Direct naar artikelinhoud

Computer kan aan een foto zien of iemand homo of hetero is - klopt dit wel?

Berichten verspreiden zich vaak razendsnel, of ze nu kloppen of niet. Wij proberen de zin van de onzin te scheiden. Vandaag: kunstmatige intelligentie kan aan de hand van een foto iemands geaardheid vaststellen.

COC-voorzitter Tanja Ineke in EenVandaag: 'Je moet er niet aan denken dat dit in handen valt van een regering als Tsjetsjenië of Iran.'Beeld Thinkstock

Van wie komt de claim?

Het al direct controversiële onderzoek van de Stanford Universiteit vond zijn primeur in het Britse actualiteitenblad The Economist, onder de genuanceerde kop 'Vooruitgang in kunstmatige intelligentie wordt gebruikt om tekenen van seksualiteit te herkennen'. Andere media pikten het bericht rap op, voorzien van smeuïger teksten als 'Can a computer tell if you're GAY?' (Daily Mail) en 'Kunstmatige intelligentie weet of je homo of hetero bent' (RTL Nieuws).

Kritiek kwam ook snel. LHBTI-organisatie GLAAD noemde het onderzoek 'junk science', en bovendien gevaarlijk.

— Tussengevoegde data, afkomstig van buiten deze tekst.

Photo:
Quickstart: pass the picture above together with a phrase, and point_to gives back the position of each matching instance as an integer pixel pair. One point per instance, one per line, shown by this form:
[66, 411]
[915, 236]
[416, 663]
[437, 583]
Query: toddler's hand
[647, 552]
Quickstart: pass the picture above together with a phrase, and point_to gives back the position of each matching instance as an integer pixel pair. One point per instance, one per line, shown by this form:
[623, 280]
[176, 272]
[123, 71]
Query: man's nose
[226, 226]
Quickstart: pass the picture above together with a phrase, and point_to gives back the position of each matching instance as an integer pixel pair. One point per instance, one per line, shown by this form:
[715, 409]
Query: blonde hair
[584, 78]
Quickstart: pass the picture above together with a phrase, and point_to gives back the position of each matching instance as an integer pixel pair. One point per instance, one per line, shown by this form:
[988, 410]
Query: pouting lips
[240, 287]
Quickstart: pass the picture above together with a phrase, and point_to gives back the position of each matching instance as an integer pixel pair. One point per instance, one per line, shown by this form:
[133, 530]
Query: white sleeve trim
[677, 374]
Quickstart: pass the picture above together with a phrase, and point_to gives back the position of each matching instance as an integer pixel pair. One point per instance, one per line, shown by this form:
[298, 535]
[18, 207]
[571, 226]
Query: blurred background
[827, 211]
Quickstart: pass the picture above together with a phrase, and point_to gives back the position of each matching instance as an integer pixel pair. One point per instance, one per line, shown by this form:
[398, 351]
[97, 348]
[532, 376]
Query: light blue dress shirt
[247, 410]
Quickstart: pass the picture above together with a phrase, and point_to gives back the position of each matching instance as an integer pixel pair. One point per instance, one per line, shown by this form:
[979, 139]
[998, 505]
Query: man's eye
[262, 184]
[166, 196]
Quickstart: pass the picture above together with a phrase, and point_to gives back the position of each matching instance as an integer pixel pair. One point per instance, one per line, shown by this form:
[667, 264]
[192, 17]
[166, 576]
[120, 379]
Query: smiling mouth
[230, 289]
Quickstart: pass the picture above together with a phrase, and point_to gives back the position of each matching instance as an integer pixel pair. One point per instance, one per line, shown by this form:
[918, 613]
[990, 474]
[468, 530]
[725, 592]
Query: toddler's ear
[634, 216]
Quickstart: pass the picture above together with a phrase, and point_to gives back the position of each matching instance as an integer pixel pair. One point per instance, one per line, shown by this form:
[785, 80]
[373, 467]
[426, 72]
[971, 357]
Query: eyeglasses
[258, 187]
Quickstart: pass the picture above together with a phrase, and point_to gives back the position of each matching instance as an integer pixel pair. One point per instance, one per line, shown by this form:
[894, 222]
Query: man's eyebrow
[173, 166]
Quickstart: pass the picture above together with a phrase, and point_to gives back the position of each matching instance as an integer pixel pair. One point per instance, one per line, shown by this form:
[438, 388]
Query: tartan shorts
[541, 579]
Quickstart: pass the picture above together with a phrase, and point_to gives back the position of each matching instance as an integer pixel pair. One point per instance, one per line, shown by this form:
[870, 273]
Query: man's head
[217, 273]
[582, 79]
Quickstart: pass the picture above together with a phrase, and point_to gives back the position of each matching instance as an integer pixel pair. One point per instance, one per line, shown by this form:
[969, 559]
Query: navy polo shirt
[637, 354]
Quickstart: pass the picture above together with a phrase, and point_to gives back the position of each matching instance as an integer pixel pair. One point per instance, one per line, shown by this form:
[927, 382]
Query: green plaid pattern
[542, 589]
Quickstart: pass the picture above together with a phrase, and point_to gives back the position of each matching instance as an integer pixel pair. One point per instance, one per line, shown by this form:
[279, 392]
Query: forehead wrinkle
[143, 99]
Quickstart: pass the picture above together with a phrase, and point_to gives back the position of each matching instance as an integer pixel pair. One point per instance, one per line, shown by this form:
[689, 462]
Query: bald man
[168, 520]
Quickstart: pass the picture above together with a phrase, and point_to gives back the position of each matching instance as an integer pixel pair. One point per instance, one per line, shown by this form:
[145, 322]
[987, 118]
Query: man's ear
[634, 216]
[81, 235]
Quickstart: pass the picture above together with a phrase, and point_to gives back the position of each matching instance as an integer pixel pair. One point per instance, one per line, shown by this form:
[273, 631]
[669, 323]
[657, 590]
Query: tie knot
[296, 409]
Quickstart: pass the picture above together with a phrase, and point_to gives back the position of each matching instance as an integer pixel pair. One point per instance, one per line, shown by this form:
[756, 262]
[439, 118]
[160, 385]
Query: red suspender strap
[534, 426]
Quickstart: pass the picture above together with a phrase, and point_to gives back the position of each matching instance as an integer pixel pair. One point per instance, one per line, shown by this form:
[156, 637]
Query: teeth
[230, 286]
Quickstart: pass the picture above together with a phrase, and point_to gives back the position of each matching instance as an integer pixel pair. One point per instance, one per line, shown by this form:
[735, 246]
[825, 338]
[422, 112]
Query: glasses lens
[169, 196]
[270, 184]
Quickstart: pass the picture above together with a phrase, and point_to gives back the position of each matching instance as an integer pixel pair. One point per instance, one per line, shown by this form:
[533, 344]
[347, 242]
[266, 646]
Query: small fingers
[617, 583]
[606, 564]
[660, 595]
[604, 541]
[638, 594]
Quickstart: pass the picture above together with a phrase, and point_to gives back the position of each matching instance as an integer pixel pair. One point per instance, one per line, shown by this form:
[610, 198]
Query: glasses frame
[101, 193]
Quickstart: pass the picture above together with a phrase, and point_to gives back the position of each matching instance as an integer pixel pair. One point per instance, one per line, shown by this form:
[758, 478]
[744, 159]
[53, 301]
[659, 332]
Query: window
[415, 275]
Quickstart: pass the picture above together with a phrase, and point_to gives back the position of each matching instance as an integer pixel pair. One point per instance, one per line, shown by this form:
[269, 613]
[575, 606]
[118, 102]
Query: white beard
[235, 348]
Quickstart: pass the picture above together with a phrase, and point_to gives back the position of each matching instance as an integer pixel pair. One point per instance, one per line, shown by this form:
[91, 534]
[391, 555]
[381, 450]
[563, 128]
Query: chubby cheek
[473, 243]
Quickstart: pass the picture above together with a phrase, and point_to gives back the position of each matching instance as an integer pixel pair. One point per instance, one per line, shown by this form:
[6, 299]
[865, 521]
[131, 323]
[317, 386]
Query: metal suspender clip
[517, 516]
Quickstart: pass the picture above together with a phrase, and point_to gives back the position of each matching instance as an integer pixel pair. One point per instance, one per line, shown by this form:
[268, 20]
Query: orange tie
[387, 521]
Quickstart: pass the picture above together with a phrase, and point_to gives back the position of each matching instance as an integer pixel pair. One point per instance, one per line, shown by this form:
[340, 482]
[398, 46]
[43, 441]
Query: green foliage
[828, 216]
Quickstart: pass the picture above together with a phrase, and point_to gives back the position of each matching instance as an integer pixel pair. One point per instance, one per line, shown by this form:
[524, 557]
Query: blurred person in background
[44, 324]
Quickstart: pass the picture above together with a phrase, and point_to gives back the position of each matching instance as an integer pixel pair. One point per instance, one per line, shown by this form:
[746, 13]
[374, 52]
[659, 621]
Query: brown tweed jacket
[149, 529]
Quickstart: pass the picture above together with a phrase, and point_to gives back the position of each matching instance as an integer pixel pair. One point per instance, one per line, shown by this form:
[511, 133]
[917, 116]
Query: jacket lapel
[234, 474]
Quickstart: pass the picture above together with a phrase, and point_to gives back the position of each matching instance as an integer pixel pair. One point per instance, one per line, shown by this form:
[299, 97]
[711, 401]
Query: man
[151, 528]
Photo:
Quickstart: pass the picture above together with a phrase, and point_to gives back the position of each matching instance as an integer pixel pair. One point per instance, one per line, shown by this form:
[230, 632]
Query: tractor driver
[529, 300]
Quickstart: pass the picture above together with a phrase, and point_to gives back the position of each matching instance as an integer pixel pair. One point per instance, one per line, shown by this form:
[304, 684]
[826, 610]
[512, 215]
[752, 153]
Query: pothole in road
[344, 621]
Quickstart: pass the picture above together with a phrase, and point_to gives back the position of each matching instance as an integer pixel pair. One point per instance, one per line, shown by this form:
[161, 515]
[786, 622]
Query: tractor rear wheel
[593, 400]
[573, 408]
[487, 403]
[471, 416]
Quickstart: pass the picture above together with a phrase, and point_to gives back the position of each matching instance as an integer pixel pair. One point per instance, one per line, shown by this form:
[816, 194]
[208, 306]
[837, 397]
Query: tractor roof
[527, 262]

Wat als zulke technologie wordt ingezet om homo's te discrimineren, of erger, te vervolgen? 'Doodeng', zei ook COC-voorzitter Tanja Ineke in EenVandaag. 'Je moet er niet aan denken dat dit in handen valt van een regering als Tsjetsjenië of Iran.'

Dat is dan ook precies de waarschuwing die Stanfordonderzoekers Yilun Wang en Michael Kosinski met hun 'gaydar' wilden afgeven, schrijven ze in een uitgebreide toelichting. 'De kernboodschap is dat nu al bestaande en alom gebruikte technologieën een risico vormen voor de privacy van LHBTI-individuen. We zijn echt ontsteld door onze resultaten.'

Maar is dat reëel? Is seksuele geaardheid echt zo gemakkelijk door een computer van je gezicht af te lezen?

Twitter bericht wordt geladen...

Klopt het?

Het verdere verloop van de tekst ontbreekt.